The chairman of the US Federal Reserve, Mr Alan Greenspan, yesterday indicated that interest rates might have to rise faster than expected to keep inflationary pressures under control.
Speaking from Washington via satellite link to a conference in London, Mr Greenspan said he remained confident the Fed could afford to remove monetary stimulus from the US economy gradually but that he was ready to take stronger action if necessary.
Although the reaction in financial markets was muted, economists said the comments marked a significant shift in Fed rhetoric, with inflation starting to take centre stage.
"The committee is of the view . . . that monetary policy accommodation can be removed at a pace that is likely to be measured," Mr Greenspan said.
"The conclusion is based on our current best judgment of how economic and financial forces will evolve in the months and quarters ahead."
"Should that judgment prove misplaced, however, the committee is prepared to do what is required to fulfil our obligations to achieve the maintenance of price stability so as to ensure maximum sustainable economic growth."
The comments suggest that the Fed is now sufficiently confident about the pace of the US recovery to turn its attention away from protecting growth towards warding off inflation.
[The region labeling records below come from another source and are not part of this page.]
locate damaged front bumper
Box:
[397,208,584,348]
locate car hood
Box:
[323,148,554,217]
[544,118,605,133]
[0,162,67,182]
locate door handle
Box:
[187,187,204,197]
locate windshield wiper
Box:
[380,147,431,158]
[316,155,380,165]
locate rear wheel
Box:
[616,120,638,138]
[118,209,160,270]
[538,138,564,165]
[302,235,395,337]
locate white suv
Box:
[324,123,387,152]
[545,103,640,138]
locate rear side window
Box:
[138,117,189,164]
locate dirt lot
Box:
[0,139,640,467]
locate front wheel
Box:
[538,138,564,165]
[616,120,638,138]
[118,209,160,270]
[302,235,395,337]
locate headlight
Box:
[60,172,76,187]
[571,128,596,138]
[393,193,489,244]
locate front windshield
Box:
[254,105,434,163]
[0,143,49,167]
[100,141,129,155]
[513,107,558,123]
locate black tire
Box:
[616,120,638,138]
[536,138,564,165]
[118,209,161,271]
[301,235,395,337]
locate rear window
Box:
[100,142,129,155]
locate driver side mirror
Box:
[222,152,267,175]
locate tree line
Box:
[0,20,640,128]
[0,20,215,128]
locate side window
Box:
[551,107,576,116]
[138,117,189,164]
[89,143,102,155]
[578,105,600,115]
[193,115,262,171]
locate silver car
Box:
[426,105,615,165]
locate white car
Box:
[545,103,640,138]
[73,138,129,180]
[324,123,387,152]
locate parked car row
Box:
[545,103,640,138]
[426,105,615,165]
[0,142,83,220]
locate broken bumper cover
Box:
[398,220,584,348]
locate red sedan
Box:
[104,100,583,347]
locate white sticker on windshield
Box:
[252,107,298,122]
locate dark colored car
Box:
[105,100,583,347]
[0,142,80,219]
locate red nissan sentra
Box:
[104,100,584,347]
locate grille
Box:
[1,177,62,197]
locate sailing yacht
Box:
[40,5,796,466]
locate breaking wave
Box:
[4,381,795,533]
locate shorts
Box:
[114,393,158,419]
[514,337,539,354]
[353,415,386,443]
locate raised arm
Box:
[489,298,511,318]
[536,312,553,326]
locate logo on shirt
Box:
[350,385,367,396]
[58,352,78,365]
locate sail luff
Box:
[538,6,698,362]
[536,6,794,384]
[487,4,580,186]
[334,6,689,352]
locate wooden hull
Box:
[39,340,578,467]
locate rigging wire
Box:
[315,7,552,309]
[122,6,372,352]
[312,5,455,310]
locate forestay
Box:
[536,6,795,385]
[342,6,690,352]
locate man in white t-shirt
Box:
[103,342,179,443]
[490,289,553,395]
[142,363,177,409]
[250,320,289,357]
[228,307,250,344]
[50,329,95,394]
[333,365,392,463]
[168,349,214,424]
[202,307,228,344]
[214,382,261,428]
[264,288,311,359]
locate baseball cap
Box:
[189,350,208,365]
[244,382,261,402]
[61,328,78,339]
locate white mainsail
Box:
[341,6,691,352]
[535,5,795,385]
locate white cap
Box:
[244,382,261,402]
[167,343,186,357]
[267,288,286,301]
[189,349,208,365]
In the three months to April, the annualised rate of consumer price inflation, excluding volatile food and energy prices, has accelerated to 3.3 per cent compared with 0.8 in the three months to December.
"This is a sign that the Fed is confident that it has won the battle against deflation and wants to make sure it doesn't start a new problem of inflation," said Mr Jim O'Neill, head of economics at Goldman Sachs.
The yield on the 10-year Treasury bond rose 4 basis points to 4.8 per cent - leaving the yield 20 basis points up over the past two weeks.
The dollar also rose slightly against the euro.
The Fed chairman also gave the clearest sign yet of his concern that the climbing cost of oil may start to feed through into higher prices across the economy rather than just in energy products.
"To date, cost pressures have been relatively subdued," he said. "Nonetheless, the persistence of the rise in energy prices is a worrisome element in the cost picture."
Mr Ray Attrill, director of research at 4Cast, the consultancy, said: "The Fed needed to respond to carping in the market that they had not been paying sufficient attention to inflation. With these comments, Mr Greenspan has given himself room to manoeuvre."